Note: This table displays multiple clusters with a significant association between the pain sensitivity score and resting state connectivity from the left operculo‐insular cortex (to the identified clusters). The cluster identified in the VBM analysis in the left operculo‐insular region (peak coordinates: −44, −24, 0) served as a seed region. Functional connectivity to the right and left pre‐ and postcentral gyrus as well as the left mid insular cortex positively correlated with the pain sensitivity score. The more pain‐sensitive subjects were, the greater the resting state functional connectivity. Results are statistically significant after correcting for multiple comparison (FWE, whole brain corrected).
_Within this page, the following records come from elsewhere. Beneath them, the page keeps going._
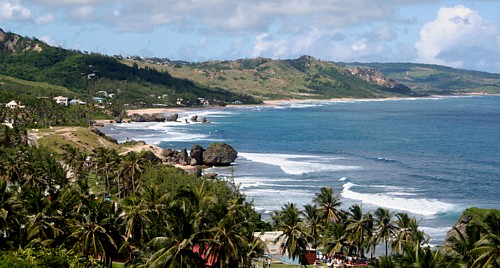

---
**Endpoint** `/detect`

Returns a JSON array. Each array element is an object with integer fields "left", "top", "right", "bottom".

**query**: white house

[
  {"left": 5, "top": 100, "right": 24, "bottom": 109},
  {"left": 53, "top": 96, "right": 68, "bottom": 106},
  {"left": 68, "top": 99, "right": 87, "bottom": 105}
]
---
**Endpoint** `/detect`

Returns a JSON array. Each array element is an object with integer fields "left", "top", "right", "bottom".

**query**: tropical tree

[
  {"left": 470, "top": 213, "right": 500, "bottom": 267},
  {"left": 69, "top": 195, "right": 121, "bottom": 263},
  {"left": 92, "top": 147, "right": 119, "bottom": 191},
  {"left": 117, "top": 152, "right": 145, "bottom": 196},
  {"left": 0, "top": 179, "right": 24, "bottom": 248},
  {"left": 446, "top": 222, "right": 483, "bottom": 267},
  {"left": 374, "top": 208, "right": 397, "bottom": 258},
  {"left": 392, "top": 212, "right": 429, "bottom": 254},
  {"left": 203, "top": 200, "right": 252, "bottom": 268},
  {"left": 304, "top": 204, "right": 325, "bottom": 248},
  {"left": 346, "top": 204, "right": 371, "bottom": 256},
  {"left": 276, "top": 203, "right": 310, "bottom": 259}
]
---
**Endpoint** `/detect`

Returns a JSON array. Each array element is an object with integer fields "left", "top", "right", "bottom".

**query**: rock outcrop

[
  {"left": 189, "top": 145, "right": 205, "bottom": 166},
  {"left": 89, "top": 127, "right": 118, "bottom": 144},
  {"left": 166, "top": 114, "right": 179, "bottom": 122},
  {"left": 351, "top": 67, "right": 413, "bottom": 95},
  {"left": 162, "top": 143, "right": 238, "bottom": 166},
  {"left": 130, "top": 113, "right": 166, "bottom": 122},
  {"left": 203, "top": 143, "right": 238, "bottom": 166}
]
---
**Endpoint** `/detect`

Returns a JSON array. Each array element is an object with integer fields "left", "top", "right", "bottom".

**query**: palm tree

[
  {"left": 313, "top": 187, "right": 342, "bottom": 223},
  {"left": 92, "top": 147, "right": 118, "bottom": 194},
  {"left": 374, "top": 208, "right": 396, "bottom": 258},
  {"left": 0, "top": 179, "right": 24, "bottom": 248},
  {"left": 119, "top": 196, "right": 150, "bottom": 243},
  {"left": 117, "top": 152, "right": 145, "bottom": 196},
  {"left": 346, "top": 204, "right": 371, "bottom": 256},
  {"left": 144, "top": 202, "right": 205, "bottom": 268},
  {"left": 447, "top": 222, "right": 483, "bottom": 267},
  {"left": 70, "top": 195, "right": 121, "bottom": 263},
  {"left": 392, "top": 212, "right": 429, "bottom": 254},
  {"left": 470, "top": 213, "right": 500, "bottom": 267},
  {"left": 276, "top": 203, "right": 310, "bottom": 260},
  {"left": 320, "top": 222, "right": 349, "bottom": 255},
  {"left": 204, "top": 200, "right": 253, "bottom": 268},
  {"left": 395, "top": 243, "right": 463, "bottom": 268},
  {"left": 304, "top": 204, "right": 325, "bottom": 248}
]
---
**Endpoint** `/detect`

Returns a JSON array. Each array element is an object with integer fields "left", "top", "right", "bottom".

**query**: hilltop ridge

[{"left": 0, "top": 29, "right": 500, "bottom": 107}]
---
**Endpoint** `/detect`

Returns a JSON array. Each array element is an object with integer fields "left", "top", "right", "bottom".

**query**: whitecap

[
  {"left": 239, "top": 153, "right": 361, "bottom": 175},
  {"left": 341, "top": 182, "right": 454, "bottom": 216}
]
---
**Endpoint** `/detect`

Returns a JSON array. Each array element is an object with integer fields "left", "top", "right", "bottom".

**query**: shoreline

[{"left": 122, "top": 92, "right": 500, "bottom": 116}]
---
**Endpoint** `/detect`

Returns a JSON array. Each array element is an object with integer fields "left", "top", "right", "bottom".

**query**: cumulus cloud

[
  {"left": 70, "top": 5, "right": 96, "bottom": 21},
  {"left": 0, "top": 0, "right": 31, "bottom": 22},
  {"left": 18, "top": 0, "right": 414, "bottom": 35},
  {"left": 35, "top": 14, "right": 56, "bottom": 25},
  {"left": 252, "top": 33, "right": 288, "bottom": 58},
  {"left": 415, "top": 5, "right": 499, "bottom": 67}
]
Abbreviations: L, left; MNI, Montreal Neurological Institute; R, right.

FIGURE 2

Seed to voxel resting state functional connectivity analysis. This figure shows the target clusters, derived from the resting‐state functional connectivity analysis, with the cluster in the left operculo‐insular cortex, identified in the voxel‐based morphometry analysis (peak coordinate: x = −44, y = −24, z = 0), serving as seed region. Study participants with high seed to target functional connectivity displayed high pain sensitivity scores

Network analysis—local clustering coefficient

After correction for multiple comparisons a significant association between the pain sensitivity score and the local CC was found in the left IC (x = −38; y = −24, z = −2; cluster size: 111 voxels = 7,104 mm3; p = .041, cluster level FWE corrected). Higher CC values were associated with higher pain sensitivity scores. No such association was found for the network parameter “degree.” For details, see Table 4 and Figure 3a,b.

TABLE 4

Network analysis

Localization	Side	Association	MNI coordinates (x y z)	Cluster size in mm3	z‐values (peak coordinate)
Insular cortex	L	Positive	−38 −24 −2	7,104	3.92

Note: This table displays one cluster with a significant association between the pain sensitivity score and the local clustering coefficient. In the left insular cortex a positive correlation was found, that is, increased pain sensitivity was associated with an increased local clustering coefficient. The cluster reached into the left orbitofrontal cortex. Results are statistically significant after correcting for multiple comparison (p = 0.041; FWE whole brain corrected).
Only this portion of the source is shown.